El trasfondo
Chile enfrenta un aumento sostenido de delitos violentos y crimen organizado en zonas urbanas y rurales. El gobierno anterior ya había identificado barrios críticos, pero Kast prometió un "copamiento policial" con presencia activa y tecnología. El plan se enmarca en una agenda más amplia de reformas legales que requiere apoyo del Congreso.
El dato clave
El plan contempla dos ejes principales:
- Intervención territorial: patrullajes preventivos, operativos contra mercados ilícitos, integración de cámaras de vigilancia, postes inteligentes, pórticos lectores de patentes y salas de monitoreo modernizadas.
- Siete Fuerzas de Tarea lideradas por el Ministerio de Seguridad Pública, que unirán a policías, Gendarmería, Ministerio Público y servicios fiscalizadores.
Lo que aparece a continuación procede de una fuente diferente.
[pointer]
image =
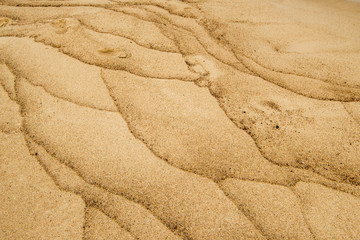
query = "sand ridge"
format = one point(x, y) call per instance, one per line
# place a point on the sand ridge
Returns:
point(187, 119)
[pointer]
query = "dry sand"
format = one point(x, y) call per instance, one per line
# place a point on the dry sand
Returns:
point(169, 119)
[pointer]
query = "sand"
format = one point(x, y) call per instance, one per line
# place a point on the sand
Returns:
point(193, 119)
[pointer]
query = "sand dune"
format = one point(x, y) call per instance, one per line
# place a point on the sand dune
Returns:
point(194, 119)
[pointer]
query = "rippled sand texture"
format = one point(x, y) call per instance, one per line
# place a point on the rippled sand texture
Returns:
point(168, 119)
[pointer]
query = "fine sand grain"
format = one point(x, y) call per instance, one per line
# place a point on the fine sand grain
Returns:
point(180, 119)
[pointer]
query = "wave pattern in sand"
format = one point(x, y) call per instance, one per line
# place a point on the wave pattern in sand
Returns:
point(190, 119)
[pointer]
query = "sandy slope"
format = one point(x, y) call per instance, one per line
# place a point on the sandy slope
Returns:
point(194, 119)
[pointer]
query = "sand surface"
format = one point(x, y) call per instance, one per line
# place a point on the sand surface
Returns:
point(169, 119)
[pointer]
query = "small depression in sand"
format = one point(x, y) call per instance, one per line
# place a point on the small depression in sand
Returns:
point(194, 119)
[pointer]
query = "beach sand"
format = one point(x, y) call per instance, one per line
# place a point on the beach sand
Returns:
point(169, 119)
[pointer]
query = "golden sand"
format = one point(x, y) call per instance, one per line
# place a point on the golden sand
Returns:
point(169, 119)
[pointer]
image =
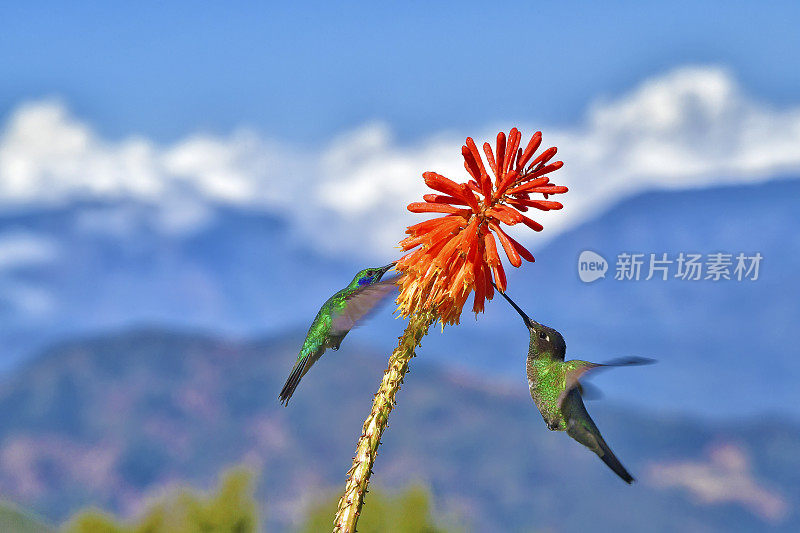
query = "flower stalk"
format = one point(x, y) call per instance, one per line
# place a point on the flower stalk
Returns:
point(367, 449)
point(447, 258)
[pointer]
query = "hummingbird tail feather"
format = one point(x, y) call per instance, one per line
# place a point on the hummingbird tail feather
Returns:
point(613, 463)
point(293, 381)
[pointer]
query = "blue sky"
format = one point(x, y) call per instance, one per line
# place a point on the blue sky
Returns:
point(305, 71)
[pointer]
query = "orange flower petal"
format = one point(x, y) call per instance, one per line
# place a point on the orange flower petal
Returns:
point(424, 207)
point(527, 187)
point(501, 155)
point(442, 199)
point(505, 240)
point(511, 149)
point(487, 149)
point(491, 249)
point(533, 145)
point(544, 157)
point(499, 277)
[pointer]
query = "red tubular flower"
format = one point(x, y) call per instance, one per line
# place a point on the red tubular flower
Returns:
point(457, 252)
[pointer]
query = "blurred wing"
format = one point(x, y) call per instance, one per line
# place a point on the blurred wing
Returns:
point(573, 377)
point(359, 305)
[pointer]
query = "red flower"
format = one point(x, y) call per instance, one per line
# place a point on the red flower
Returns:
point(457, 253)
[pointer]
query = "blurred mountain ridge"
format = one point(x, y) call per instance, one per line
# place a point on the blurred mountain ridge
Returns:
point(89, 267)
point(111, 420)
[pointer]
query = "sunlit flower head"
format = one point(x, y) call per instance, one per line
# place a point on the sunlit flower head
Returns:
point(457, 253)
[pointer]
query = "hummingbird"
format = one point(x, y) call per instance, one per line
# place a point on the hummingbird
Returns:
point(337, 316)
point(557, 392)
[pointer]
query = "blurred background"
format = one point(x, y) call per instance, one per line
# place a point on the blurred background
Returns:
point(181, 187)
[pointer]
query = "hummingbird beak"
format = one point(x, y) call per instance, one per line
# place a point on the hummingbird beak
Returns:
point(385, 269)
point(525, 318)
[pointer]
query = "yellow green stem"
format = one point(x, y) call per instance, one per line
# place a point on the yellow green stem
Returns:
point(375, 424)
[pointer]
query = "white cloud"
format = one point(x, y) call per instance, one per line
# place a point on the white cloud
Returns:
point(689, 128)
point(21, 248)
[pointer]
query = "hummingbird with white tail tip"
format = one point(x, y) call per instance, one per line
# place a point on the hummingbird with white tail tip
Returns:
point(557, 392)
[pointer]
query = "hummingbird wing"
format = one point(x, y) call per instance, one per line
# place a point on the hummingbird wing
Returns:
point(359, 306)
point(573, 376)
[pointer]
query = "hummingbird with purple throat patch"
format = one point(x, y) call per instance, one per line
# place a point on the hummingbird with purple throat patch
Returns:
point(557, 392)
point(337, 316)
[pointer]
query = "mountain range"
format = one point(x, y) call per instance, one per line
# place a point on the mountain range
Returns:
point(725, 348)
point(110, 421)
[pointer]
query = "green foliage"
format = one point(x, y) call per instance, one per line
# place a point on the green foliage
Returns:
point(13, 519)
point(232, 509)
point(407, 512)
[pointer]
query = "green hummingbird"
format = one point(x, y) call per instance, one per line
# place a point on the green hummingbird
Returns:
point(556, 390)
point(337, 316)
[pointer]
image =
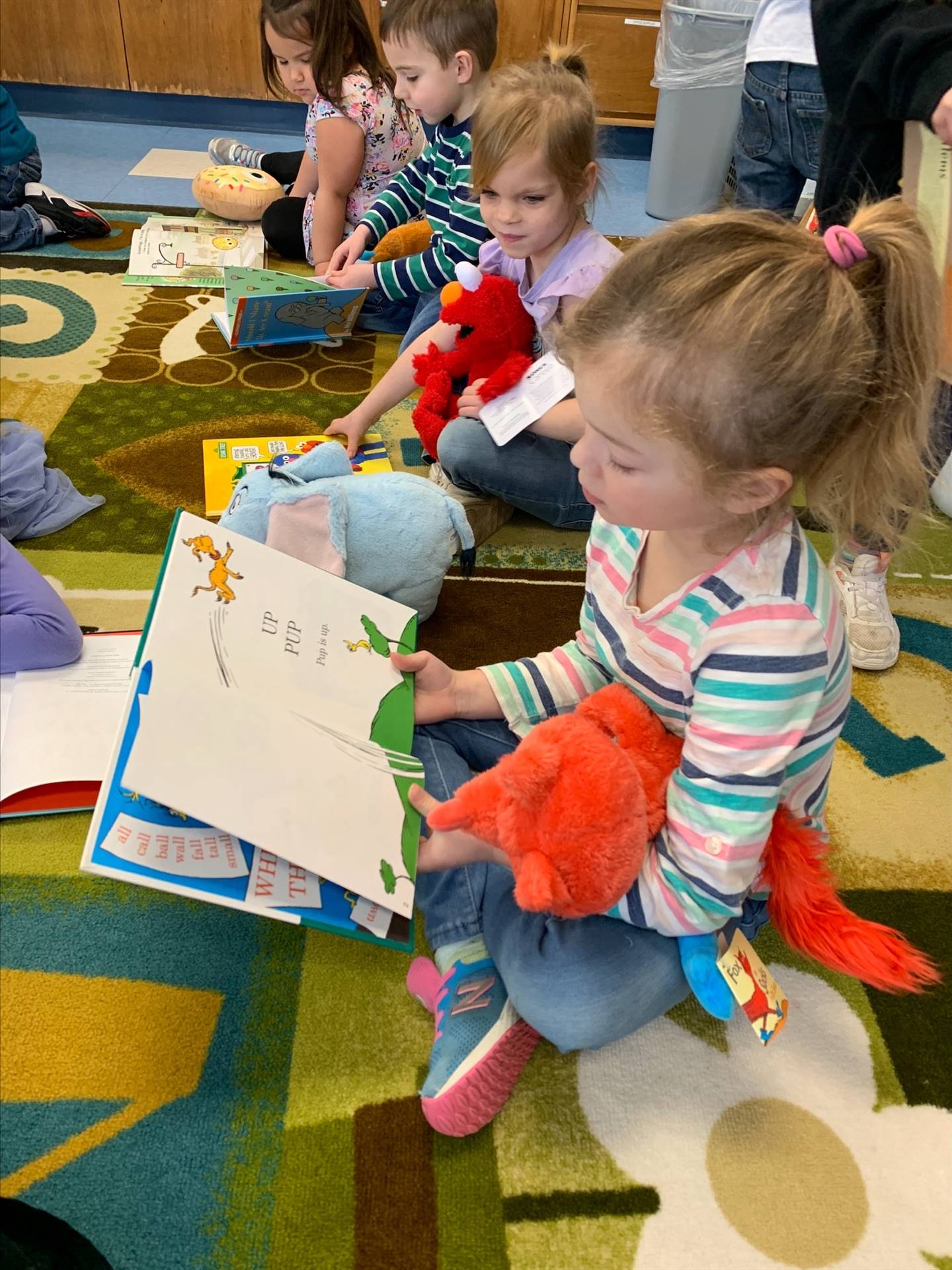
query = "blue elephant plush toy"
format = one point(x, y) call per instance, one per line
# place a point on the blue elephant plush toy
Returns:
point(390, 532)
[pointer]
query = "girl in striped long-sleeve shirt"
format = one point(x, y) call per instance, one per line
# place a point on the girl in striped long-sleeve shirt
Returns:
point(720, 362)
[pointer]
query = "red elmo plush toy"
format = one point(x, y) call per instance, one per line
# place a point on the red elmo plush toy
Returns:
point(494, 345)
point(576, 803)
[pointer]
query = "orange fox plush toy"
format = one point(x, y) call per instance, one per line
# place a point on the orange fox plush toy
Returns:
point(576, 803)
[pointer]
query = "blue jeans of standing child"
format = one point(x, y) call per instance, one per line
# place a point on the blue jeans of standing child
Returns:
point(778, 139)
point(531, 473)
point(580, 984)
point(19, 225)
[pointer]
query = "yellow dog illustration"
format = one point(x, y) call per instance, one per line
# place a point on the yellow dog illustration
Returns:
point(361, 643)
point(219, 575)
point(202, 544)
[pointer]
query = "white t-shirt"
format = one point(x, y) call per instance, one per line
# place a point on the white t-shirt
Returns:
point(782, 32)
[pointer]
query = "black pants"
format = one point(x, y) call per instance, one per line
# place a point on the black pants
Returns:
point(282, 222)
Cada fuerza atacará una amenaza específica:
- Fronteras y puertos
- Secuestro y sicariato
- Ciberdelito
- Crimen organizado
- Mercados ilícitos
- Finanzas criminales
- Violencia en la Macrozona Sur
Kast dijo que estas metas se mostrarán mensualmente para que la ciudadanía evalúe los resultados.
Lo que dice
"La mano cambió. Y eso se va a ir notando día a día. El crimen organizado no tiene espacio en Chile", afirmó el presidente. También advirtió que necesitará colaboración del Congreso para modificar leyes, como aumentar el plazo de flagrancia de 12 a 24 horas y crear un Registro de Vándalos e Incivilidades, cuyos integrantes perderían beneficios sociales.
Qué sigue
El gobierno comenzará el despliegue en los 50 barrios críticos esta misma semana, mientras ingresa la agenda legislativa al Parlamento. Queda por ver si el Congreso aprobará las reformas y si el plan logrará resultados medibles en el corto plazo.